In fact, once you have any solution other than $\pm 1$, you get infinitely many solutions, since:
Theorem. If $(x_1,y_1)$ and $(x_2,y_2)$ are solutions to $x^2-dy^2=1$, with $d$ not a square, then so is $(x,y)$, where
$$x+y\sqrt{d} = (x_1+y_1\sqrt{d})(x_2+y_2\sqrt{d}).$$
Proof: We have
$$\begin{align*}
x^2 - dy^2 &= N(x+y\sqrt{d})\\
&= N(x_1+y_1\sqrt{d})N(x_2+y_2\sqrt{d})\\
&= (1)(1) = 1. \qquad\Box
\end{align*} $$
Now suppose that $a+b\sqrt{d}$ is a solution, with $b\neq 0$. We may assume that $b\gt 0$. Then so is $(a+b\sqrt{d})^k$ for every $k$; none of these are equal to $1$, since we must have $d\gt 0$ and the only real roots of unity are $1$ and $-1$. So the sequence $(a+b\sqrt{d})^k$ gives infinitely many distinct units in $\mathbb{Z}[\sqrt{d}]$. This gives a positive answer to your first and second question, once we add the assumption that $d$ is not a square.
Sometimes you get units with $N(u)=-1$, but sometimes you do not.

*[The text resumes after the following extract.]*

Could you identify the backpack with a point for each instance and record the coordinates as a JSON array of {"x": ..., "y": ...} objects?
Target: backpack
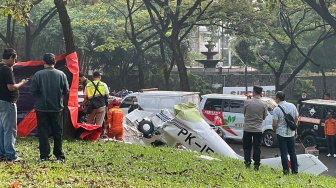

For example, in $\mathbb{Z}[\sqrt{3}]$, we get no elements of norm $-1$: if $x$ and $y$ are integers, then $x^2-3y^2\equiv x^2\equiv 0,1\pmod{3}$, so we cannot have $x^2-3y^2=-1$.
The solutions to the equations $x^2-dy^2=\pm1$ with $d$ not a square are covered in LeVeque's Topics in Number Theory, volume 1, Section 8.2.